Reports on the ground indicate that survivors are having a hard time settling back into their communities. Facing fear and paranoia from other residents, survivors are doing everything they can to prove they are healthy and not carrying around remnants of the Ebola virus.

Their full recovery is not convincing enough because a percentage of survivors are now starting to relapse. Researchers at Sierra Leone's National Ebola Response Center are scrambling to understand a new wave of rogue Ebola cases, which are being called "anomalies."

Ebola survivors beginning to relapse, as mystery deaths start to surface

These "anomaly" cases are estimated to affect 10 percent of survivors. Dr. Dan Kelly, founder of the non-profit Wellbody Alliance, has worked with such cases where the patient's immune system underwent a second attack, even after being released and declared 100 percent healthy.
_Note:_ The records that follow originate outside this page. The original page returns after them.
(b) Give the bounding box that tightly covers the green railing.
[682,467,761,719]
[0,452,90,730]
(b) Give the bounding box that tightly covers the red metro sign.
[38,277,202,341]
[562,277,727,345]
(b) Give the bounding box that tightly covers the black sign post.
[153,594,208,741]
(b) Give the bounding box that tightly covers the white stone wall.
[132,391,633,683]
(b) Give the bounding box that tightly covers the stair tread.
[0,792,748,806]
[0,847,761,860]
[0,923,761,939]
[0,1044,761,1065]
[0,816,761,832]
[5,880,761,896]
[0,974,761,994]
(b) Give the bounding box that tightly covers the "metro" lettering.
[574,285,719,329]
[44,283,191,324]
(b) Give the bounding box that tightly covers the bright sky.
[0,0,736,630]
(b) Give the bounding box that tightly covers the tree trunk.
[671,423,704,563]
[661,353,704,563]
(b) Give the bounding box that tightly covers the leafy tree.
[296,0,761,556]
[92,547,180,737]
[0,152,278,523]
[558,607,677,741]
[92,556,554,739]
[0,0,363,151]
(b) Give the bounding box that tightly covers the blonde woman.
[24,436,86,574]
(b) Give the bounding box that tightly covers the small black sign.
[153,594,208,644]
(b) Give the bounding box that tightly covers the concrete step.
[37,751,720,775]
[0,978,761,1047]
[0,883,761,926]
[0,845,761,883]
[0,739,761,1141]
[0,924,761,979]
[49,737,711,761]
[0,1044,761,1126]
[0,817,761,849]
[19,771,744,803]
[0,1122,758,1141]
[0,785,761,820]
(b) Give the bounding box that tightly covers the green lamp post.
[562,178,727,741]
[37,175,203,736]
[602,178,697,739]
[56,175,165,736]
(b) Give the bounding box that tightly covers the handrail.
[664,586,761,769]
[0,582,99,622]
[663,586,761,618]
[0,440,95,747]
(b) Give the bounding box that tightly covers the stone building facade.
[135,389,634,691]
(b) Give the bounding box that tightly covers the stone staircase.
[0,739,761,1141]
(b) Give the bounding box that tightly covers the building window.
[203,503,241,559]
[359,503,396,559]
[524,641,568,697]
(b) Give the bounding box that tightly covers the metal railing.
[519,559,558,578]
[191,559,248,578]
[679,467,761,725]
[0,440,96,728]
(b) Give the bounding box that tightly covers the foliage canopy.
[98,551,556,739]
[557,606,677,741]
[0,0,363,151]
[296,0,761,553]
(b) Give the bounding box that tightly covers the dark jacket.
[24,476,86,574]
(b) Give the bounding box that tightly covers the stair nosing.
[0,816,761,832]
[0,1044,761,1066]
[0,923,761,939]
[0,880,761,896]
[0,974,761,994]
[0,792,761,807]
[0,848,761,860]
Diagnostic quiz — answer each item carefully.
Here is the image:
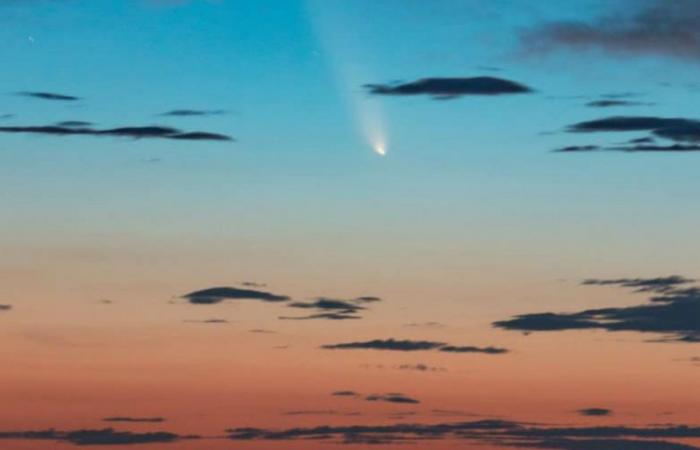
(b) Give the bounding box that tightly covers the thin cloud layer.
[365,392,420,405]
[586,99,652,108]
[0,125,234,141]
[160,109,226,117]
[521,0,700,62]
[365,77,533,99]
[0,428,194,446]
[555,116,700,153]
[182,287,290,305]
[493,276,700,342]
[577,408,612,417]
[280,297,381,320]
[321,338,508,354]
[18,91,80,102]
[228,420,700,450]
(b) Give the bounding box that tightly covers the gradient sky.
[0,0,700,450]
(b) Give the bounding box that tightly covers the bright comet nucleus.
[374,144,386,156]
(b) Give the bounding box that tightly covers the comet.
[307,0,388,156]
[372,143,386,156]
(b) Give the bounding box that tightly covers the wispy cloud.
[321,338,508,354]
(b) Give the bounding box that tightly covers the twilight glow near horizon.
[0,0,700,450]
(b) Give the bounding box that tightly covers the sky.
[0,0,700,450]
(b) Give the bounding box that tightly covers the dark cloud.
[555,116,700,153]
[0,428,194,445]
[521,0,700,62]
[0,124,234,141]
[280,312,362,320]
[440,345,508,355]
[508,438,698,450]
[331,391,360,397]
[288,298,364,312]
[493,276,700,343]
[102,416,165,423]
[554,145,600,153]
[568,116,700,142]
[321,338,508,354]
[228,420,700,450]
[56,120,93,128]
[160,109,227,117]
[581,275,696,293]
[321,339,445,352]
[365,392,420,405]
[280,296,381,320]
[182,287,290,305]
[395,363,447,372]
[365,77,533,99]
[554,144,700,153]
[185,319,229,325]
[577,408,612,417]
[586,99,652,108]
[18,92,80,102]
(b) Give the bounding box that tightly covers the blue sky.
[0,1,697,274]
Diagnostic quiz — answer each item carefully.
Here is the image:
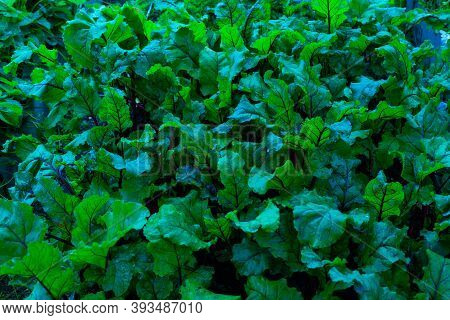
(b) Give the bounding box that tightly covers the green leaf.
[364,171,404,219]
[144,204,211,250]
[33,178,80,232]
[311,0,349,33]
[180,280,240,300]
[416,250,450,300]
[101,200,150,241]
[227,201,280,233]
[300,117,331,149]
[0,242,74,299]
[99,87,133,132]
[245,276,302,300]
[148,239,194,278]
[232,239,270,276]
[63,10,106,68]
[229,96,268,124]
[220,25,245,51]
[294,203,347,248]
[376,38,412,80]
[0,199,47,265]
[218,152,250,210]
[0,100,23,127]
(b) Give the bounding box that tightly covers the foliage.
[0,0,450,299]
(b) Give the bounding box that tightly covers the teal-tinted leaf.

These unexpected relapses are causing "mystery deaths" to crop up in West Africa, leaving medical researchers baffled. Even after a patient is symptom-free and their body has overcome the viral attack, remnants of the virus could still be hiding inside inaccessible spots in the body such as the eyeball, the brain, or the spinal fluid. It's hard to detect whether the virus is still lurking in a patient's body, even after they have recovered.

Dr. Dan Kelly said that two of the 20 cases treated in the US and Europe were like this. One patient, Pauline Cafferkey, harbored Ebola virus in her brain even after recovering. Dr. Kelly said that many of these type of cases are not being detected in West Africa.

"One case reminds me of Pauline but we were unable to find a laboratory willing to test the patient before the patient died," he said. "In West Africa it (relapsing Ebola) is mostly undiagnosed, hardly treated and people are certainly dying of it."

For example, two initial Ebola survivors returned to Freetown's 34 Military Hospital just weeks later with respiratory problems. Neither one survived.

Fears rising that survivors are spreading the disease again sexually

Right now, a mass effort is underway in Sierra Leone and Liberia to introduce survivor screening programs to confirm they are not still harboring the virus. Sierra Leone's "Operation Shield" tests survivor's semen, which can harbor the virus for up to nine months.

Adam Kucharski, infectious disease expert at the London School of Hygiene & Tropical Medicine, says, "The Ebola response has already had to adapt to the extraordinary nature of this outbreak. The possibility of transmission long after apparent recovery poses yet another challenge."

Fears that survivors are still spreading the virus via sexual transmission are increasing, especially when new cases crop up. When survivors return to their communities, many are shunned. Witnesses report that survivors may be treated "like a pariah, leper and an outcast" when they return home. Some survivors receive counseling from Christian organizations to help them deal with the stigmatization.

As the fear persists, medical researchers in the area are beginning to wonder whether or not the 17,000 survivors are going to relapse, unleashing a third wave of Ebola across West Africa.